CSE 536 Text Processing

Prof M. Akif Eyler

Textbook: Witten, Moffat, Bell, Managing Gigabytes 2nd Ed, Morgan Kaufmann, 1999
Group page: http://groups-beta.google.com/group/cse536

Computer applications of this course will be in Java language. Knowledge of Java is not required, but previous experience with any programming language and a strong desire to improve your object-oriented programming skills will be necessary. Regular weekly assignments and attendance are required. The use of various existing tools in Java class library as well as the development of new tools will be aimed.

Weekly Outline

Feb 22 1. Overview of the course
Mar 1 2. Java classes related to text processing
Mar 8 3. Text Compression: Huffman coding
Mar 15 4. Text Compression: Adaptive methods
Mar 22 5. Dictionary models, ZIP and JAR files
Mar 29 6. Indexing: inverted files
Apr 5 7. Comparison of indexing methods
Apr 12 8. (midterm)
Apr 19 9. Querying: accessing the lexicon
Apr 26 10. Ranking and information retrieval
May 3 11. Cosine measure
May 10 12. Index construction
May 17 13. Web pages, HTML files
May 24 14. (Term Project Presentation)

Grading
Midterm 25%
Assignments 20%
Term Project 20%
Final 35%

Term Project (individual work)
Design and implement a simple but powerful search system.
Your design should include indexing and querying components.
Ranking is necessary.
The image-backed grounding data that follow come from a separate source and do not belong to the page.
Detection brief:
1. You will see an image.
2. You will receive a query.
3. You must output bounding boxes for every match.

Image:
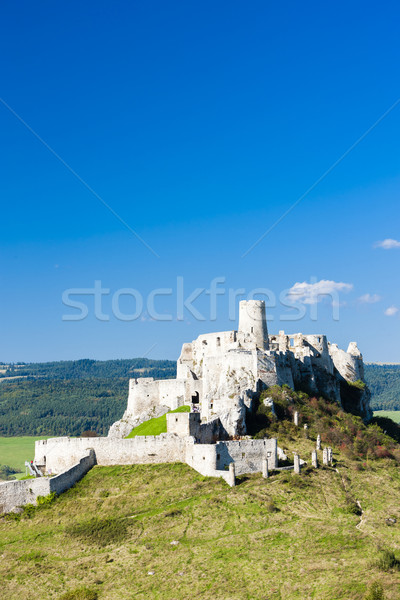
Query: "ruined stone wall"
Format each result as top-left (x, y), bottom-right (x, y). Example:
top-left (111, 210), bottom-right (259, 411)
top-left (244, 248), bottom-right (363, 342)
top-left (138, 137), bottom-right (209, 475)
top-left (0, 450), bottom-right (95, 514)
top-left (185, 440), bottom-right (219, 476)
top-left (184, 438), bottom-right (277, 480)
top-left (127, 377), bottom-right (188, 415)
top-left (32, 433), bottom-right (279, 498)
top-left (166, 412), bottom-right (201, 438)
top-left (196, 416), bottom-right (226, 443)
top-left (273, 352), bottom-right (296, 388)
top-left (166, 412), bottom-right (226, 444)
top-left (0, 476), bottom-right (50, 514)
top-left (49, 450), bottom-right (96, 495)
top-left (216, 439), bottom-right (278, 474)
top-left (256, 350), bottom-right (280, 388)
top-left (37, 435), bottom-right (187, 474)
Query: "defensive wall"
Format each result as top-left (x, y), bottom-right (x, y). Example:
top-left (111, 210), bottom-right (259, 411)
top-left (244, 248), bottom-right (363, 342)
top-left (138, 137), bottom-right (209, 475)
top-left (0, 450), bottom-right (95, 514)
top-left (1, 414), bottom-right (279, 513)
top-left (35, 434), bottom-right (188, 474)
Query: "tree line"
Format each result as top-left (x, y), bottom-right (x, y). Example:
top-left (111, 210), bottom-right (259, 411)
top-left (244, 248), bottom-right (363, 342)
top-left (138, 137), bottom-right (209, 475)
top-left (0, 358), bottom-right (176, 380)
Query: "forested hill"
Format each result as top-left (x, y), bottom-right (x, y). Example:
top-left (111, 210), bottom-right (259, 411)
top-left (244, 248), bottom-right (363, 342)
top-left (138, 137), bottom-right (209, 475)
top-left (0, 358), bottom-right (176, 437)
top-left (0, 358), bottom-right (176, 380)
top-left (364, 364), bottom-right (400, 411)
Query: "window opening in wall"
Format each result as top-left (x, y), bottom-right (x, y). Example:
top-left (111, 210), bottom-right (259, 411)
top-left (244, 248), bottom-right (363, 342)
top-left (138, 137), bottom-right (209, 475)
top-left (191, 391), bottom-right (199, 404)
top-left (290, 338), bottom-right (295, 347)
top-left (216, 337), bottom-right (221, 347)
top-left (251, 327), bottom-right (254, 333)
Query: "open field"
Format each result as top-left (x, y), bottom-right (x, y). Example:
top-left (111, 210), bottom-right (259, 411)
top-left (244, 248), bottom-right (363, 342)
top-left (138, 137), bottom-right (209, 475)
top-left (1, 440), bottom-right (400, 599)
top-left (0, 436), bottom-right (52, 474)
top-left (374, 410), bottom-right (400, 424)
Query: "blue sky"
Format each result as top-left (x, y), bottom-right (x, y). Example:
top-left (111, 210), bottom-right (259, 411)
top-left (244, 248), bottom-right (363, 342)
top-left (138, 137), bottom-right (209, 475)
top-left (1, 1), bottom-right (399, 363)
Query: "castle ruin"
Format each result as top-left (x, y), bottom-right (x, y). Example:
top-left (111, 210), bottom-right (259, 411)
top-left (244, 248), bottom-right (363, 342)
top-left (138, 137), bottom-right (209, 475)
top-left (110, 299), bottom-right (372, 439)
top-left (0, 299), bottom-right (372, 512)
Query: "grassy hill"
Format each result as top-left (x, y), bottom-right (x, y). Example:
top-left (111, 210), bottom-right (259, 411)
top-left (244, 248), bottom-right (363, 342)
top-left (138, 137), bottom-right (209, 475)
top-left (1, 386), bottom-right (400, 599)
top-left (1, 456), bottom-right (399, 598)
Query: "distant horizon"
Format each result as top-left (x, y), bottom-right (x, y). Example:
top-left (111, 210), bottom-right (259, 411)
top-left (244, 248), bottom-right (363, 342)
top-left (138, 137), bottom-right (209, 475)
top-left (2, 357), bottom-right (400, 367)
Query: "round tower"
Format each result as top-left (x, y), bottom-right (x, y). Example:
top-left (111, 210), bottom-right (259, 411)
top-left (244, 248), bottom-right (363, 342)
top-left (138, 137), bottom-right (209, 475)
top-left (237, 300), bottom-right (269, 349)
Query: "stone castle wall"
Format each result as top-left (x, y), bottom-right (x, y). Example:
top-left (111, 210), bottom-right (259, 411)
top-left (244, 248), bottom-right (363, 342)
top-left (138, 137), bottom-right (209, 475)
top-left (216, 439), bottom-right (278, 474)
top-left (0, 450), bottom-right (95, 514)
top-left (109, 299), bottom-right (372, 440)
top-left (36, 434), bottom-right (188, 474)
top-left (185, 438), bottom-right (277, 480)
top-left (30, 432), bottom-right (279, 495)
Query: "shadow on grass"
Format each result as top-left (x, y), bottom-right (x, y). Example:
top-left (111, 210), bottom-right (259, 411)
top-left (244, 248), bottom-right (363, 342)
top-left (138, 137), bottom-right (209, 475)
top-left (235, 475), bottom-right (250, 485)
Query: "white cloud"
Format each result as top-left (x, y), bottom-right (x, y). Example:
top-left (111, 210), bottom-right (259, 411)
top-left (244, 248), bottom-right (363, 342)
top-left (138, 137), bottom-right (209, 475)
top-left (287, 280), bottom-right (353, 305)
top-left (358, 293), bottom-right (382, 304)
top-left (384, 306), bottom-right (399, 317)
top-left (374, 238), bottom-right (400, 250)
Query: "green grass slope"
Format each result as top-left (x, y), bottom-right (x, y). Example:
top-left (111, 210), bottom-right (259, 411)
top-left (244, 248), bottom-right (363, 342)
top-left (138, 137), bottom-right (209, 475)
top-left (374, 410), bottom-right (400, 424)
top-left (125, 405), bottom-right (190, 438)
top-left (1, 387), bottom-right (400, 599)
top-left (1, 458), bottom-right (399, 600)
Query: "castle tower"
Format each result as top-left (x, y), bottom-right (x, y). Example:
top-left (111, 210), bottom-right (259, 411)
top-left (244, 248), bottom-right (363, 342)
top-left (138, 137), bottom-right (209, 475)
top-left (237, 300), bottom-right (269, 349)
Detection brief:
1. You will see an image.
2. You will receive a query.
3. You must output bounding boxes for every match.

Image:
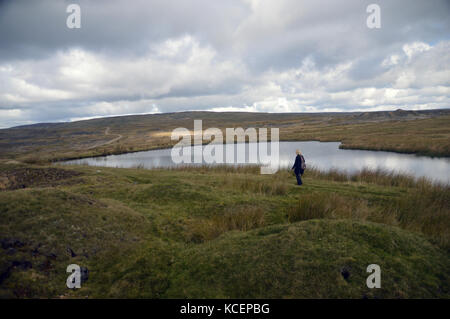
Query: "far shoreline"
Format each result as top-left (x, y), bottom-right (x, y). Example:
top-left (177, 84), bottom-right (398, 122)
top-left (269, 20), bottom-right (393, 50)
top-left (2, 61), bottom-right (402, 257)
top-left (52, 138), bottom-right (450, 164)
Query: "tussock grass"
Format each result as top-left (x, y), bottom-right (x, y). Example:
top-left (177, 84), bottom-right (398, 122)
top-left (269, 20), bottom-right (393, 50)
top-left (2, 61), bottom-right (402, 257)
top-left (287, 192), bottom-right (371, 222)
top-left (159, 164), bottom-right (261, 174)
top-left (223, 174), bottom-right (288, 196)
top-left (388, 183), bottom-right (450, 249)
top-left (306, 166), bottom-right (437, 188)
top-left (351, 167), bottom-right (418, 187)
top-left (167, 165), bottom-right (450, 250)
top-left (0, 162), bottom-right (449, 298)
top-left (186, 206), bottom-right (266, 243)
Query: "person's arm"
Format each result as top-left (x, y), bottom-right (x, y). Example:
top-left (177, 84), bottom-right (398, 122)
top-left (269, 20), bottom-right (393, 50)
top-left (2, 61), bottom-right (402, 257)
top-left (292, 157), bottom-right (299, 170)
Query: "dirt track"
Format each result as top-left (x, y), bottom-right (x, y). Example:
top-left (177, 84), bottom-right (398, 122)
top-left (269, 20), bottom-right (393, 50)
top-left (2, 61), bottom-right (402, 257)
top-left (86, 127), bottom-right (122, 150)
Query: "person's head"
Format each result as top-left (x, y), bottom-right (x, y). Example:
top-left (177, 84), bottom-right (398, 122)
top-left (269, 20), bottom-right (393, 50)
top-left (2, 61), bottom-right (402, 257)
top-left (296, 149), bottom-right (301, 155)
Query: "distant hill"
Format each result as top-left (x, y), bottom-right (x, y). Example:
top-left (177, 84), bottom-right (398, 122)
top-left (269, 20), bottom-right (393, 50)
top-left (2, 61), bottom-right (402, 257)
top-left (349, 108), bottom-right (449, 122)
top-left (4, 108), bottom-right (450, 131)
top-left (0, 109), bottom-right (449, 162)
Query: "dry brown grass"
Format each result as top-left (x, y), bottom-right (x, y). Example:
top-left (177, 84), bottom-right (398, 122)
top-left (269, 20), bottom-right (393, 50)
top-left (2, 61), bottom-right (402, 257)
top-left (306, 166), bottom-right (427, 188)
top-left (388, 182), bottom-right (450, 249)
top-left (287, 192), bottom-right (372, 222)
top-left (285, 181), bottom-right (450, 250)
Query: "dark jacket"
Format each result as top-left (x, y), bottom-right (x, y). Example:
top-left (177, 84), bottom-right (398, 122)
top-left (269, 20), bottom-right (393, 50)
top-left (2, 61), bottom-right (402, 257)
top-left (292, 154), bottom-right (304, 175)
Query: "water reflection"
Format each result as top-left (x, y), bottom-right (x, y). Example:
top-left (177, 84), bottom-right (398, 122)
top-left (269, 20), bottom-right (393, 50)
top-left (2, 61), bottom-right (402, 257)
top-left (61, 141), bottom-right (450, 184)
Compression is optional.

Your corpus may be plain text, HTML, source code, etc.
A large number of documents should be supplied.
Paragraphs may be documents in case of a single file.
They may be files or methods, in case of source code.

Present your design and sample run.
Do not include source code.

Presentation: Tue, May 24 (five minutes)
Be ready for a demo

Last update: May 2005